Removing Duplicates With Filtering
Merging, joining or grouping results from several mashables can result in duplicate items in the combined result. You can remove duplicates with the <filter> statement and a filter expression that uses the
axis feature in XPath to compare preceding or following items. See
XPath Axes for basic information on this XPath feature.
To remove duplicates in a mashup, simply merge, join or group results. If needed, sort the combined results based on the key field that determines uniqueness. This ensures that duplicates are contiguous.
Then use <filter> with a filtering expression that compares the key value of either the preceding or following 'item' to determine if this 'item' is unique. See
Unique Filter Example for an example of removing duplicates.
Unique Filter Example
This example merges the results from two RSS mashables and then checks the title of each item to remove duplicates:
<mashup xmlns:xsi= "http://www.w3.org/2001/XMLSchema-instance"
xsi:schemaLocation="http://www.openmashup.org/schemas/v1.0/EMML/
../xsd/EMMLPrestoSpec.xsd"
xmlns="http://www.openmashup.org/schemas/v1.0/EMML"
xmlns:macro="http://www.openmashup.org/schemas/v1.0/EMMLMacro"
xmlns:presto="http://www.jackbe.com/v1.0/EMMLPrestoExtensions"
name = "MergeFeeds">
<output name="result" type="document"/>
<!-- invoke two RSS feeds -->
<directinvoke outputvariable="$feed1"
endpoint="http://www.nytimes.com/services/xml/rss/nyt/HomePage.xml" />
<directinvoke outputvariable="$feed2"
endpoint="http://www.nytimes.com/services/xml/rss/nyt/World.xml" />
<!-- merge the results -->
<merge inputvariables="$feed1, $feed2" outputvariable="$result"/>
<!-- filter for unique items based on title -->
<filter inputvariable="$result" outputvariable="$result"

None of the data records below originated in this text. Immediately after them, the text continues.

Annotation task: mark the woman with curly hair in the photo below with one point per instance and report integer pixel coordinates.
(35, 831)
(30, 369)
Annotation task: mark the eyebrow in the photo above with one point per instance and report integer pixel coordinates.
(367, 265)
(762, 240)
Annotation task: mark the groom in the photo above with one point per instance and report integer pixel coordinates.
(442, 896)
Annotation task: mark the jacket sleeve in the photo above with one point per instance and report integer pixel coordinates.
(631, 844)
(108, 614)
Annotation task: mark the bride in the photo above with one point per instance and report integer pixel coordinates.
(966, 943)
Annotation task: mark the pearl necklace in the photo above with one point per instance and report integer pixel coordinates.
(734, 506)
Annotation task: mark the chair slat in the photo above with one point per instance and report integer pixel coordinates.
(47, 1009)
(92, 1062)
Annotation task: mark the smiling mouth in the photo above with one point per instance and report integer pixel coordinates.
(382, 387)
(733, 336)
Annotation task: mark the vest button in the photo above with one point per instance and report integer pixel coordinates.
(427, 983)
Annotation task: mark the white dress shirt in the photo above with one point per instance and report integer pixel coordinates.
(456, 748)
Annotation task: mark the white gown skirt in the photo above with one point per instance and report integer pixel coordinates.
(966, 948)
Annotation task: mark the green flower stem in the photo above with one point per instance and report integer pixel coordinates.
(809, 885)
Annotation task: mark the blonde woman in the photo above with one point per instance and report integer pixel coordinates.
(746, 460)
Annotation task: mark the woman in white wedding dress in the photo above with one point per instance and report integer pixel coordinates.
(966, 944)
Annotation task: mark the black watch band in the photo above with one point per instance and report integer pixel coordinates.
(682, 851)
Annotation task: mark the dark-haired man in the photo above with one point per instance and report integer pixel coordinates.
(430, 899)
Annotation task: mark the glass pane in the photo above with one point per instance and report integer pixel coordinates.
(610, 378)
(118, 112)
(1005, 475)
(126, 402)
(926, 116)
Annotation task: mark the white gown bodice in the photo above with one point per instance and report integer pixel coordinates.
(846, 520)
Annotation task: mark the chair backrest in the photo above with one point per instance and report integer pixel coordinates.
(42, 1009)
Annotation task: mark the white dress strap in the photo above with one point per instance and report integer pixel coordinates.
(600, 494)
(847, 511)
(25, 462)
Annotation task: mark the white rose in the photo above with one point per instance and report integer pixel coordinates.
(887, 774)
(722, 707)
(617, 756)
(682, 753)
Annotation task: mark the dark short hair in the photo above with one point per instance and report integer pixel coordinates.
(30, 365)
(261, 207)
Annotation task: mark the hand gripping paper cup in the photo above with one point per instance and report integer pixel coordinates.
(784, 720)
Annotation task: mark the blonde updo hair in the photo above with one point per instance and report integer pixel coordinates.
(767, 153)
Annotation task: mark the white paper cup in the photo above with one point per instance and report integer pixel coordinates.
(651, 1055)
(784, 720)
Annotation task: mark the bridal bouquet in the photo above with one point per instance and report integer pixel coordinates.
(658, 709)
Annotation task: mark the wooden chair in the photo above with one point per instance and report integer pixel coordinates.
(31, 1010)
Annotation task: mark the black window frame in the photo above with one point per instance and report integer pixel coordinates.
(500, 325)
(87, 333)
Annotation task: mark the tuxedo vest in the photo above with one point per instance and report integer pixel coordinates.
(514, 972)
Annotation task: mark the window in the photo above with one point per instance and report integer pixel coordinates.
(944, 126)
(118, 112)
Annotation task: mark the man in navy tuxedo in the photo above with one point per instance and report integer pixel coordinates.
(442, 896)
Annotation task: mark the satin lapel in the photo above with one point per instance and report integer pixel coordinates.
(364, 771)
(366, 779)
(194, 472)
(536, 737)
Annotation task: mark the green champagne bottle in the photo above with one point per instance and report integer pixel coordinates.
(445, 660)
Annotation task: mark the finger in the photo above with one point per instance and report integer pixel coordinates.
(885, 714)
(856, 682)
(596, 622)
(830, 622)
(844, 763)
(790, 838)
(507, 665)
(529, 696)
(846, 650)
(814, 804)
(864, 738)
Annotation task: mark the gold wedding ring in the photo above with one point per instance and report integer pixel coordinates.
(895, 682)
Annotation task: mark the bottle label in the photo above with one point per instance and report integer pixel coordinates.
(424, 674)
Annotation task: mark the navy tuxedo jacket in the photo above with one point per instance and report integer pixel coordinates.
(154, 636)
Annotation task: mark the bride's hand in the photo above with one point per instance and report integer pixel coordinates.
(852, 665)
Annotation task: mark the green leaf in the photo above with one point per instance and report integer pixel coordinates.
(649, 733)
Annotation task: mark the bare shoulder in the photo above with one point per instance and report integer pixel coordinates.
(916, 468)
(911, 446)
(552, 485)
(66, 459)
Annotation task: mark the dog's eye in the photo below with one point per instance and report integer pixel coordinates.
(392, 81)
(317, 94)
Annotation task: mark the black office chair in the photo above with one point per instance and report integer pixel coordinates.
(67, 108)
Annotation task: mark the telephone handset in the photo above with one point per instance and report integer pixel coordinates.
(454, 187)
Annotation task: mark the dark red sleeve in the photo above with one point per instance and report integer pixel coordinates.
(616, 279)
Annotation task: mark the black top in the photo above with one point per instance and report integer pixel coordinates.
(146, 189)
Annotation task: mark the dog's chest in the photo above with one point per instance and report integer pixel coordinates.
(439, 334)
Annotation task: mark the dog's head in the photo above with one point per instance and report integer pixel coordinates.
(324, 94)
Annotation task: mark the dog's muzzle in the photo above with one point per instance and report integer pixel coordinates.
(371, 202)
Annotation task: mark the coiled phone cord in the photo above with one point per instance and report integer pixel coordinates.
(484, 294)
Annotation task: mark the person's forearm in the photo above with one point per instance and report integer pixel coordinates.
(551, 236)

filterexpr="/rss/channel/item[not(preceding::title = ./title)]" />
</mashup>
The filtering expression uses:
The
not() XPath function to negate the comparison. It only selects items that do not have any preceding items with matching titles.
The
preceding axis to check all previous titles in the merged feeds against the title for the current item.
Because of the structure of RSS results, you could also use preceding-sibling::item/title. If you sort the results based on item/title you could also simply check just the closest item title with preceding-sibling::item[1]/title to rule out duplicates.
The
. in
./title is the short syntax to identify the current context node. This selects the child
title for the current context to compare it to all previous titles.